For months, Ugandans have witnessed a vicious presidential election campaign without precedent.
While the incumbent, Yoweri Museveni, has enjoyed free rein on the campaign trail, his youthful main opponent Robert Kyagulanyi and his supporters have faced numerous obstacles – and physical assault. The result is a pervasive sense of political crisis in the run-up to the January 14 vote.
But in this crisis is the potential for release. Ordinary Ugandans are pouring their social and political grievances onto social media platforms, spawning debates around accountability and governance.
They have taken to recording events they find newsworthy and posting them directly to ordinary people’s WhatsApp, Facebook and Twitter accounts.
In the process, they are sidestepping traditional channels – mainly radio, television and newspapers – along with their bureaucratic and hierachical procedures of news gathering.

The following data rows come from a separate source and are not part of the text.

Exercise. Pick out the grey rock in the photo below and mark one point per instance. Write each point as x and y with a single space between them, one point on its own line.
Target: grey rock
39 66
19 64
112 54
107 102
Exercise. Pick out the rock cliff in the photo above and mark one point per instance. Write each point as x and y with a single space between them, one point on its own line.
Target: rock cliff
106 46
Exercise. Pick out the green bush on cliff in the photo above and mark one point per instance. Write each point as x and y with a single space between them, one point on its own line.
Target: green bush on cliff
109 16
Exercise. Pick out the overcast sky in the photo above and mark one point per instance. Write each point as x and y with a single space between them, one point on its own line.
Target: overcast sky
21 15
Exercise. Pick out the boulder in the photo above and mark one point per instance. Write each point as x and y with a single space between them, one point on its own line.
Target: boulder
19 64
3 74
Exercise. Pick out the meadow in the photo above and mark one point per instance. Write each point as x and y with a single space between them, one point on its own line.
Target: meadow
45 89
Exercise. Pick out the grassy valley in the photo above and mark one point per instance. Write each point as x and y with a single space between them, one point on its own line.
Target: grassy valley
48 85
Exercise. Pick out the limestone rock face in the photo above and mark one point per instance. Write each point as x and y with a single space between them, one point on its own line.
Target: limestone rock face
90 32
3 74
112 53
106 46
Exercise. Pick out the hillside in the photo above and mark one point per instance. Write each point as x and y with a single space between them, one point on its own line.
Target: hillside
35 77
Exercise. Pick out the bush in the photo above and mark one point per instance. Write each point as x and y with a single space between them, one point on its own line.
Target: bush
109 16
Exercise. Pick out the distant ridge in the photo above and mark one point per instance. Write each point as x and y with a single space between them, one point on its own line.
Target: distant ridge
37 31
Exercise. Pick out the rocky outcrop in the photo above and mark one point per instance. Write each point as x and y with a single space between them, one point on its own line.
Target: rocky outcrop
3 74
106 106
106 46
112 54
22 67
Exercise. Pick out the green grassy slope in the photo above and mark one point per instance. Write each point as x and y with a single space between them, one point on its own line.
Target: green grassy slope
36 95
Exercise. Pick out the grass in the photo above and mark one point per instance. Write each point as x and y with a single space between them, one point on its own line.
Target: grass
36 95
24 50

The traditional media landscape has been dominated by Vision Group, in which the state owns the majority stake. The group owns the biggest circulating newspaper,The New Vision, a number of local regional newspapers and TV stations.

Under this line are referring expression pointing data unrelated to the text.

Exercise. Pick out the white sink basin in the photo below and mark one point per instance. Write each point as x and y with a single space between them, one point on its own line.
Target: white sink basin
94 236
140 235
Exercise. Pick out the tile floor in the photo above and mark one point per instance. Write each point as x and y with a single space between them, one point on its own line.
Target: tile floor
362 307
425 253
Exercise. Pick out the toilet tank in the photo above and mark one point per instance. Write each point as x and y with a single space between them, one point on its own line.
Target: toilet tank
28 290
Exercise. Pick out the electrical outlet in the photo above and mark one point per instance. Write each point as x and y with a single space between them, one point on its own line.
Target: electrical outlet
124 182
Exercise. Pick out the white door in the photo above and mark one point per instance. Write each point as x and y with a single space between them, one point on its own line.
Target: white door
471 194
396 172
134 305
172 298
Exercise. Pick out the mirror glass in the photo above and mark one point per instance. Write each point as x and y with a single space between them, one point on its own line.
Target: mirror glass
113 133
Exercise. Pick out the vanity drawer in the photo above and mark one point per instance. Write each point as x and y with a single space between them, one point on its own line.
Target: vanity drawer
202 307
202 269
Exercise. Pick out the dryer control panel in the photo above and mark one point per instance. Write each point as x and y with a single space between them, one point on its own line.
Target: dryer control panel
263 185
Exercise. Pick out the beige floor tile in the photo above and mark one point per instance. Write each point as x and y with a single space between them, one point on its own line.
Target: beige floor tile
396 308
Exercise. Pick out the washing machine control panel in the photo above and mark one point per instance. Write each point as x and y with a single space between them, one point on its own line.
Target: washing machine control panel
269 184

Uganda Broadcasting Corporation, a statutory agency, has the widest TV and radio reach over the country, broadcasting in English and the major local languages as well as Kiswahili. The other main players are private media houses with TV and radio outlets and newspapers.
But all are kept on a short leash through legislation and commercial imperatives in a market where the government is the chief source of advertising.
The migration to social media has been driven by two key factors. The first is the wave of excitement in favour of Kyagulanyi, better known by his stage name Bobi Wine, and his bid for the presidency.
The recent riots and their spread across the country only provide a glimpse into the popular interest in him. Traffic on social media is an indication of his appeal.
The second driver has been the fact that Uganda has a very youthful voting age population. The country has the second youngest population on the continent. According to the World Population Review, just 2% of Ugandans are 65 or older.
These young Ugandans have turned to their favourite tool and pastime: social media. The easy access to information on smartphones has emboldened them to speak out without fear.
In addition, journalists and prominent people in politics have set up Facebook pages and YouTube channels. They have taken to posting realtime events and activities of the politicians and their families.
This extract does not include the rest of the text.